Sie nahm die Karte mit in die Küche und legte sie auf dem Tisch aus. Das wächserne Papier war durch Zeit und Gebrauch schon ganz knitterig, aber die mit Tinte geschriebenen Ortsnamen und winzigen handgezeichneten Details waren so schön wie immer. Es gelang Betty schnell, Nimmermoor fast in der Mitte auf der Karte auszumachen. Der Ort war umgeben von Bergen, Tälern und sonst kaum etwas. Betty spürte einen Kloß in ihrem Hals. Wie weit weg war ihr Vater nur? Ihr Finger glitt das Papier hinunter bis zu vier felsigen Landmassen am unteren Kartenrand: Krähenstein und seine drei Inseln des Jammers in der Nebelmarsch. Rund um die Insel der Klagen krümmte sich ein Halbmond aus tödlichen Felsen, die als Teufelszähne bekannt waren. Und dort, auf der Insel der Sühne, war mit Tinte der Krähensteinturm eingezeichnet worden, der älteste Teil des Gefängnisses.

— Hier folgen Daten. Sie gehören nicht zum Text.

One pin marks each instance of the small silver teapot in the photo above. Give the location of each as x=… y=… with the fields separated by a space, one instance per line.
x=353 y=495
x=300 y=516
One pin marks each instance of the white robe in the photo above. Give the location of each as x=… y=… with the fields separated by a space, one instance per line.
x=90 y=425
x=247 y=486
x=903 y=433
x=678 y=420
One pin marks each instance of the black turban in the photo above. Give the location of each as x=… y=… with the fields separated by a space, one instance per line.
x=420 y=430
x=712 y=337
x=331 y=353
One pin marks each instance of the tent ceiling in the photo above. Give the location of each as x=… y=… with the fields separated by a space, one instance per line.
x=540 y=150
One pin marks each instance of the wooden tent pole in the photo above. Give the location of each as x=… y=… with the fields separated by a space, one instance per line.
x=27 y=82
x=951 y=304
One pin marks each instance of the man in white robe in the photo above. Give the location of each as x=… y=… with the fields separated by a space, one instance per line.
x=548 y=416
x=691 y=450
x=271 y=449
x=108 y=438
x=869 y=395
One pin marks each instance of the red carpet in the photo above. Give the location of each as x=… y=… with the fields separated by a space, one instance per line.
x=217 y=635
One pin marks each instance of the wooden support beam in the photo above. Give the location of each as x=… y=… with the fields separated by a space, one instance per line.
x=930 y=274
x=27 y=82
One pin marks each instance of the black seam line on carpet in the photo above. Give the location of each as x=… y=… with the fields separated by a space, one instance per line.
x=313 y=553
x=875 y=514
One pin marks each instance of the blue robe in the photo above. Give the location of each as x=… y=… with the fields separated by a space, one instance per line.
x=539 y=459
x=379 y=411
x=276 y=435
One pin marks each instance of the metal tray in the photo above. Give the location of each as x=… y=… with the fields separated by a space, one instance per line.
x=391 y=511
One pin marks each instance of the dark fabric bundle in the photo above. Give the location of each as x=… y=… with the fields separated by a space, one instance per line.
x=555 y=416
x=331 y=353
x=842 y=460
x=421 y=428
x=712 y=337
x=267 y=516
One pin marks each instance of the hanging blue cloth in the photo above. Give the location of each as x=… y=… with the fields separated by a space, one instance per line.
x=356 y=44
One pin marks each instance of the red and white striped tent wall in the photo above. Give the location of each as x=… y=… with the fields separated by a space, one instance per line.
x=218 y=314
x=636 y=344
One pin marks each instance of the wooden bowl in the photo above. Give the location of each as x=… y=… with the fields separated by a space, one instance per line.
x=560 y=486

Betty nickte. »Granny wollte uns beschützen. Sie konnte nicht riskieren, dass wir versuchen würden, Krähenstein zu verlassen, um Vater zu besuchen. Es war einfacher, die Briefe zu verstecken und so zu tun, als wäre er immer noch hier, aber …« Sie brach ab, als ein Gedanke ihr einen Stich versetzte wie eine Distel.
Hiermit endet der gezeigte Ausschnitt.